O-Nobu recalled the days when she was about Yuriko’s age. She remembered vividly coming home from school and reaching for the eagerly awaited tray. Tsugiko, watching with a smile as her little sister gobbled the cookies, seemed to be recalling the same past.
“Do you do have snack time at home even now?”
“Sometimes — it’s a bother to shop for snacks, but even when we happen to have something at home, it doesn’t taste the way it used to; it’s not as yummy anymore.”
“Because you don’t get enough exercise.”
While they were talking, Yuriko had emptied the tray. Finished, she broke into their conversation as incongruously as bamboo grafted to a tree.
“It’s true — Sister will be going to wife any day.”
“She will? Where?”
“I don’t know, but somewhere.”
“Really?
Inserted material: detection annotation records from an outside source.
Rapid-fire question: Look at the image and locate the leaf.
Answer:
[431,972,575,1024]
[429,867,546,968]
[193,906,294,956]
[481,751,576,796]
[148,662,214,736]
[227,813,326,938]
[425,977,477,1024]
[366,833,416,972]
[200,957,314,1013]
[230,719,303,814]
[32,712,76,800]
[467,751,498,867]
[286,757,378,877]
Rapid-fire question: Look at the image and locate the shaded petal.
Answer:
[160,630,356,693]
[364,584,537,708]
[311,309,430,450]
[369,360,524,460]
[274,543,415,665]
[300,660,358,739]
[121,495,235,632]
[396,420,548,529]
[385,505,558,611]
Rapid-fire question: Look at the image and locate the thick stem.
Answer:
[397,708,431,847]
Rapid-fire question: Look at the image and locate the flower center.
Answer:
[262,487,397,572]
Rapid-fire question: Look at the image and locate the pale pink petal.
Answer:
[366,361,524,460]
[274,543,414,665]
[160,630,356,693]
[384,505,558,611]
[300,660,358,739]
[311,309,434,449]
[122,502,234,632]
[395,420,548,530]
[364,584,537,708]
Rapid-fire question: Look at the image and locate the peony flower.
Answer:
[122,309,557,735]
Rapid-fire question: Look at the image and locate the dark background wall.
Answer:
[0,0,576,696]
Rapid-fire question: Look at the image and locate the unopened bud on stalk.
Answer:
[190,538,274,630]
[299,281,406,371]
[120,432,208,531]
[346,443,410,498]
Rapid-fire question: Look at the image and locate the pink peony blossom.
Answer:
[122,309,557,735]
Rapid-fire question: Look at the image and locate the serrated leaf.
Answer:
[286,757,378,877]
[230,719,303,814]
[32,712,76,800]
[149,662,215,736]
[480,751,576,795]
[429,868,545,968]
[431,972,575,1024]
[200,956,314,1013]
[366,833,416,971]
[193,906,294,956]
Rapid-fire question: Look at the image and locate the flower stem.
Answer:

What’s the husband’s name?”
“I don’t know his name, but she’ll be going.”
Patiently, O-Nobu framed a third question.
“What will he be like?”
Yuriko replied insouciantly.
“Probably like Yoshio-san. Because Sister adores Yoshio-san. She says he’s a wonderful person who does whatever Nobuko-san wants.”
Tsugiko flushed and lunged at her sister. Shrieking, Yuriko leaped away.
“Uh-oh, the truth is out.”
Pausing briefly at the entrance to comment, she ran from the room, leaving O-Nobu and her sister behind.